Interaction design, as well as computer science, has a legacy of addressing primarily virtual interaction surfaces. Innovative interaction models such as gestural interaction, gaze tracking, and augmented reality are established elements of seminal Internet of Things research, and form important parts of the design repertoire being explored in the Interaction Technology research area. Moreover, in a broader perspective, the emergent infrastructures of the Internet of Things imply that the hardware increasingly becomes part of what can be designed and modified in the context of new products and services – in other words, the “design material” changes from being a predominantly virtual one to a hybrid physical/virtual one, cf. embodied interaction (Höök 2009).

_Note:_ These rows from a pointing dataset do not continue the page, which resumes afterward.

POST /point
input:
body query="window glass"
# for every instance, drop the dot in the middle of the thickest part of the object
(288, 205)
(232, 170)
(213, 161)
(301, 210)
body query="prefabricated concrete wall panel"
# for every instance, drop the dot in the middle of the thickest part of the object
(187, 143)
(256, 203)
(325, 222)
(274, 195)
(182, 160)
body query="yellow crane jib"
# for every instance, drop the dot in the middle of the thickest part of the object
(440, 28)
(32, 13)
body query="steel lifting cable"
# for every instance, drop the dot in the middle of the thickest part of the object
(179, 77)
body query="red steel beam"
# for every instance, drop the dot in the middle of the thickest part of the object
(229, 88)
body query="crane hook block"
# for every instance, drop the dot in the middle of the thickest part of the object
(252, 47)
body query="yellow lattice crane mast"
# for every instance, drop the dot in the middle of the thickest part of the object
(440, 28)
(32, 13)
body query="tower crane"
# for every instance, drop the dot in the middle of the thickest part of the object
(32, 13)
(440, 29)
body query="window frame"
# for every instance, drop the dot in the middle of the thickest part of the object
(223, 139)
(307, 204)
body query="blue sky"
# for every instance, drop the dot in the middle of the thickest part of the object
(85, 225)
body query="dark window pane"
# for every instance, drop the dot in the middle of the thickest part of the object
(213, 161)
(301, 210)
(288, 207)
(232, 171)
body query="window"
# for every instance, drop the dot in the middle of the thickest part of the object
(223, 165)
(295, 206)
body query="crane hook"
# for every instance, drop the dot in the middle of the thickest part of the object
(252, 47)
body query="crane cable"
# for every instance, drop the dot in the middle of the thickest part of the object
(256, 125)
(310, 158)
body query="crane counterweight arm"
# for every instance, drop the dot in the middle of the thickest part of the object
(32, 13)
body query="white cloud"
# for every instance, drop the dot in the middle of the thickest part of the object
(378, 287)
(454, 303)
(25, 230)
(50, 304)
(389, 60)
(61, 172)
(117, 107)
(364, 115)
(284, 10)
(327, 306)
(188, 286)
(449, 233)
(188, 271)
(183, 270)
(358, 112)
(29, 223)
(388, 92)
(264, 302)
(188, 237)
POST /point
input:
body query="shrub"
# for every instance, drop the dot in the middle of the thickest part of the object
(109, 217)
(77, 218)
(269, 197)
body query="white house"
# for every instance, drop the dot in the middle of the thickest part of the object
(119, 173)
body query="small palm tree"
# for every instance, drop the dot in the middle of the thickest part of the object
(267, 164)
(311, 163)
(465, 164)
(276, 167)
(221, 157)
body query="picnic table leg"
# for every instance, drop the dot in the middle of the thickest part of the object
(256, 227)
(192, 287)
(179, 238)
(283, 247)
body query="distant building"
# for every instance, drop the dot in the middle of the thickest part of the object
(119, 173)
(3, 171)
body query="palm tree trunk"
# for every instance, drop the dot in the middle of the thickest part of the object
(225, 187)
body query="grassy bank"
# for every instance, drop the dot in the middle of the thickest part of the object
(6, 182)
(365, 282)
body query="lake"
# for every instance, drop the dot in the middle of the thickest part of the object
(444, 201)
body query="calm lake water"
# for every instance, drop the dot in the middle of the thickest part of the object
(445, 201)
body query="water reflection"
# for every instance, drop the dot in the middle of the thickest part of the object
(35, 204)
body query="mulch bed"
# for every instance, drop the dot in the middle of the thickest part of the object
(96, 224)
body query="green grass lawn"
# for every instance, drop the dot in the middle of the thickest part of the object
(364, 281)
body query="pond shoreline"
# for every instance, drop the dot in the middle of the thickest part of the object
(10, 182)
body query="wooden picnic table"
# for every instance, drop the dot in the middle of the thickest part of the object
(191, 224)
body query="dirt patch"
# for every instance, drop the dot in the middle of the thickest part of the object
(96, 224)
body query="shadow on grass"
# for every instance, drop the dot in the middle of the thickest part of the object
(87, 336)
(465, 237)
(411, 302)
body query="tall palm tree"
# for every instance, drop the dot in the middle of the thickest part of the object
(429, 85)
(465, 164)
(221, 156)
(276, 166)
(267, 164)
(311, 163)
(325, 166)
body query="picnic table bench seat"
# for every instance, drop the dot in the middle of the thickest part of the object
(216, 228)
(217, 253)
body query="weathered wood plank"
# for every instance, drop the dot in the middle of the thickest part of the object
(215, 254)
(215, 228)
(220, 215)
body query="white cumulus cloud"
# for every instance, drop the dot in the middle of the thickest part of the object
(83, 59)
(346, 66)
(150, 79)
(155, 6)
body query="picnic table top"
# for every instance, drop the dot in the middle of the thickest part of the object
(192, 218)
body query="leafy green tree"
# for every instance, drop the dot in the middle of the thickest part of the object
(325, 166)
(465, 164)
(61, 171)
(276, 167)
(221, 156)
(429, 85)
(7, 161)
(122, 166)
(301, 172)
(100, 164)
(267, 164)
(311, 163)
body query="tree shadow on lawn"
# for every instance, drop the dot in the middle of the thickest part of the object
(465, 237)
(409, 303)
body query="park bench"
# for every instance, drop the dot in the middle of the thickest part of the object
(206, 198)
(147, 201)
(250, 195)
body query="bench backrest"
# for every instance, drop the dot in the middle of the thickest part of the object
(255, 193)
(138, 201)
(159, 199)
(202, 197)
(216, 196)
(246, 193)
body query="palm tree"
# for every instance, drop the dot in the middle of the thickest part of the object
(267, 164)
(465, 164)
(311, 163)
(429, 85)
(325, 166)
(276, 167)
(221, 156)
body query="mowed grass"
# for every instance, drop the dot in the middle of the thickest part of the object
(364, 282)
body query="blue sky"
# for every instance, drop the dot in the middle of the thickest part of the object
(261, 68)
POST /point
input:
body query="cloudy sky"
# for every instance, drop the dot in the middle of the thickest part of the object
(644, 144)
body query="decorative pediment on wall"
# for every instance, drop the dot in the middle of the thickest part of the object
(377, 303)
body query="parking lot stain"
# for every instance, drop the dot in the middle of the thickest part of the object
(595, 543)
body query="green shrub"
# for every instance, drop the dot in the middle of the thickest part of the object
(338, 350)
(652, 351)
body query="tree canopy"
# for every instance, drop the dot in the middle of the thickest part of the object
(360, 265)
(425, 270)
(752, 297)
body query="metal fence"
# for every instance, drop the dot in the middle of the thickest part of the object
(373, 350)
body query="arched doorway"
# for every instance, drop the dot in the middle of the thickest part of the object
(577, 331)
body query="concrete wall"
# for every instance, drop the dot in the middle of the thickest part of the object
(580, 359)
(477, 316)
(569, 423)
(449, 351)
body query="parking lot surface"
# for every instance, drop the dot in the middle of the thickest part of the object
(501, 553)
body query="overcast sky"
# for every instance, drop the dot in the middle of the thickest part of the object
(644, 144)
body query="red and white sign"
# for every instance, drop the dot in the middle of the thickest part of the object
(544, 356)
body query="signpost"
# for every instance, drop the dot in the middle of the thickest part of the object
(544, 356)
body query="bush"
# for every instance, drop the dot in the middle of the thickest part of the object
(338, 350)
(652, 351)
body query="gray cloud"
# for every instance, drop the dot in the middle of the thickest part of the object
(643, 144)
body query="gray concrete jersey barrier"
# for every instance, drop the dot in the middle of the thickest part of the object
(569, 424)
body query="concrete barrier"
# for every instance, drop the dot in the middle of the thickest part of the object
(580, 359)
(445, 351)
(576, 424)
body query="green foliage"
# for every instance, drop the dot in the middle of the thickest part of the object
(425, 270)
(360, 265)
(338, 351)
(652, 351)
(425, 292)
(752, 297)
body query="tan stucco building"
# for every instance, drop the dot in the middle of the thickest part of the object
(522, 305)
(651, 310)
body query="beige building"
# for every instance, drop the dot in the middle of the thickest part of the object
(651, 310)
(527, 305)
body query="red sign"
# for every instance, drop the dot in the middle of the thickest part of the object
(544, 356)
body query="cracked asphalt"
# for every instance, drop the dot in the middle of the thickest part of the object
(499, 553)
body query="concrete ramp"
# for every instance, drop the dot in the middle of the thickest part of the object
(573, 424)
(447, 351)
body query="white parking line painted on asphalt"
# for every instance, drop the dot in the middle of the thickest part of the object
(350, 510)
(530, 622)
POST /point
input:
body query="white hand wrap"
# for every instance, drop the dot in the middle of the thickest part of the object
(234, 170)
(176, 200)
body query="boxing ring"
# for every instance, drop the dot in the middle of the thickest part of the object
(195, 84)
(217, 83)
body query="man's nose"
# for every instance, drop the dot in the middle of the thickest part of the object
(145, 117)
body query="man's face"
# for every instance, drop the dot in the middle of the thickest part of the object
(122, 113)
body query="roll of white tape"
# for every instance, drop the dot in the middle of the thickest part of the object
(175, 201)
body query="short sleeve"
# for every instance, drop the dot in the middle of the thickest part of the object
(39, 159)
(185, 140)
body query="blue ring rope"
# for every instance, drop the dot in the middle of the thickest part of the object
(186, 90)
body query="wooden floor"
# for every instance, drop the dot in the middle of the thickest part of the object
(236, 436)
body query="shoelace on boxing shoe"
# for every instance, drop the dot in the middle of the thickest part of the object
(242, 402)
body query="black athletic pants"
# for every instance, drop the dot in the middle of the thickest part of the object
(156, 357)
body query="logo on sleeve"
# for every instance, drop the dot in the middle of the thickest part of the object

The products and services being designed and developed become hybrid things, where physical form and digital hardware – as well as the software – are open for change and experimentation. This in turn raises a whole range of research questions at the border of interaction design and computer science:

  • How can people interact with hybrid things? At the most general level, it is clear that the new hybrid materials enable new interaction models that need to be explored and assessed. Specific technologies, such as motion- and gesture-based interaction and tangible interfaces, are merely indications of this new area of design-led inquiry that addresses embodied interaction in various ways. Generic mobile devices like smartphones are expected to serve as important transitional interaction points to hybrid things, but the insight of significance for the long term is that the new hybrid materials actually drive innovation in terms of new interaction models.
  • How to design place-specific interactions? When designing interaction surfaces in software on generic mobile devices, there was an understandable focus on anytime-anywhere interaction. As the hybrid materials make it possible to design physical form and digital hardware, it becomes relevant to consider products and services that are not generically mobile but rather embedded in architecture and urban space, tied to specific places and physical structures. Previous work in ubiquitous computing and mobile services demonstrates that much design and research remains to be done in order to better understand the potentials of designing place-specific hybrid things (McCullough 2004).
  • How to leverage off co-creation of hybrid things? The Internet of Things is not a simple one-way operation of connecting existing physical things to the Internet. Rather, recent developments in 3D printing, open-source hardware, and other collaborative-creation frameworks illustrate how physical things can be open-sourced, disseminated, and transformed to degrees that only software was previously capable of. What this means is that the power of grassroots creation and open source will have an increasing impact on physical products and hybrid things (De Paoli and Storni 2011). Research is needed to explore the potential of this development for product development, building and construction, urban planning, and a range of other domains into which the Internet of Things infrastructure extends.
  • How much of the infrastructures should be accessible to different users? Traditionally, in the physical world as well as the virtual, infrastructures have been considered part of the preconditions, receding more or less into the background. The hybrid physical/virtual nature of the Internet of Things implies that infrastructure becomes customizable, visible, and generally much more present in design and use of products and services – which has positive as well as negative consequences. On one hand, it empowers users to tailor their environments to their needs, but on the other hand it sometimes entails unreasonable requirements on users to install, set up, update, and tweak. Such trade-offs and other consequences of the appearing infrastructures must be explored from an interaction design standpoint (MacLean 2008).

References
Höök, K. (2009) Affective Loop Experiences: Designing for interactional embodiment. Phil. Trans. Royal Society B, Vol. 364(1535):3585-3595.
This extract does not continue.